The video shows gay men in Russia being punched, kicked and beaten by attackers who filmed and disseminated the footage, which was then compiled by the human rights group.

Most victims, the group added, "were afraid to go to the police to report violence, fearing further harassment and believing the police would not bother to pursue their attackers. When victims did lodge complaints with the police, few investigations followed."

Last June, the Russian Parliament passed a bill making homosexual propaganda illegal, banning the discussion and promotion of "nontraditional sexual relationships to minors." Last month, in an interview ahead of the Sochi Games, Russian President Vladmir Putin defended the law.

"We aren't banning anything," Putin said. "We aren't rounding up anyone. We don't prosecute anyone for such relations, unlike many other countries. So one can feel relaxed and at ease.

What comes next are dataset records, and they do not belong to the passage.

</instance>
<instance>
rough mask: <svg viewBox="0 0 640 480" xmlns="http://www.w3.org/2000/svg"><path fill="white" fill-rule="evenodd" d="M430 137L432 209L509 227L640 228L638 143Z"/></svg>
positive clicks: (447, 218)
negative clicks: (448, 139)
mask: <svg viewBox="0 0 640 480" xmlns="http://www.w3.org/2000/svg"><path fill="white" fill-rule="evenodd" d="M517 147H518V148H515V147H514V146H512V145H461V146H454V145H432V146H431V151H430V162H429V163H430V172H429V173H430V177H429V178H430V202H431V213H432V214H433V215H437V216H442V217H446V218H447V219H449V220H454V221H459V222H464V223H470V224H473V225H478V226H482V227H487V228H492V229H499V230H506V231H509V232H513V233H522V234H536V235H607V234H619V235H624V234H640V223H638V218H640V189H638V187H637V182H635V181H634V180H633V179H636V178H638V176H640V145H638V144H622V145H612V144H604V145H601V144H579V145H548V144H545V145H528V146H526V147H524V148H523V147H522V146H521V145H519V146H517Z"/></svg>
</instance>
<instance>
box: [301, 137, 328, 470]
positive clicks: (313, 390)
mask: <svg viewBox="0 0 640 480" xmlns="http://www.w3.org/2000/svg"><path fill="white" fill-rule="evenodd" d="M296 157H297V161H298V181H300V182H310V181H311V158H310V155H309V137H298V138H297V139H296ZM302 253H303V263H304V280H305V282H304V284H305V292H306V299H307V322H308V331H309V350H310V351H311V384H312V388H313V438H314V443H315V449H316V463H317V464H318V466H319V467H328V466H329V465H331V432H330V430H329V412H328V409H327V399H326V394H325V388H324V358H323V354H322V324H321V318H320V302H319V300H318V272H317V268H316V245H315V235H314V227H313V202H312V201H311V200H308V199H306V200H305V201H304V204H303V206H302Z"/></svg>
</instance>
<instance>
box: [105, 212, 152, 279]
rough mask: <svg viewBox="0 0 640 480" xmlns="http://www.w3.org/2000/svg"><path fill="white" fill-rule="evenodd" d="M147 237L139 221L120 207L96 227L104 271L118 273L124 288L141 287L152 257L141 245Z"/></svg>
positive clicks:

But please, leave the children in peace."

Last week, 40 human rights groups, including Human Rights Watch, sent a joint letter to leading sponsors of the Olympics, asking them to "take a clear stand" against the discrimination and "serious rights abuses" in Russia.

"We know it must surely concern you, as it deeply concerns all of us, that since being selected as the host country for the Winter Olympics, the Russian government has intensified its assault on the human rights of its lesbian, gay, bisexual and transgender (LGBT) citizens," the letter said, continuing:

"Russian citizens and foreigners are banned by law from publicly supporting equality for LGBT people. Activists and journalists who have sought to investigate and denounce such human rights abuses have been secretly recorded, harassed and deported from Russia. LGBT Russians have effectively been pushed to the margins of society and are now forced to live with daily threats to their safety in a country that is promoting state-sanctioned homophobia and transphobia. These threats come in the form of kidnappings, torture, random acts of violence, and bomb threats."

The letter — distributed to CEOs at companies including Coca Cola, General Electric, McDonald’s, Procter & Gamble, Samsung and Visa — urged sponsors to speak out against Russia’s anti-gay 'propaganda' law and ask the International Olympic Committee (IOC) "to undertake systemic reforms to monitor and prevent human rights abuses in future host countries."

The letter also outlines abuses beyond anti-LGBT discrimination, including "exploitation of workers on Olympic venues" and "intimidation and harassment of journalists and activists" seeking to document them.

The Olympics begin Friday in Sochi.

"Nobody is more offended than me by some of the anti-gay and lesbian legislation that you've been seeing in Russia," President Barack Obama said last summer. "And one of the things I'm really looking forward to is maybe some gay and lesbian athletes bringing home the gold or silver or bronze."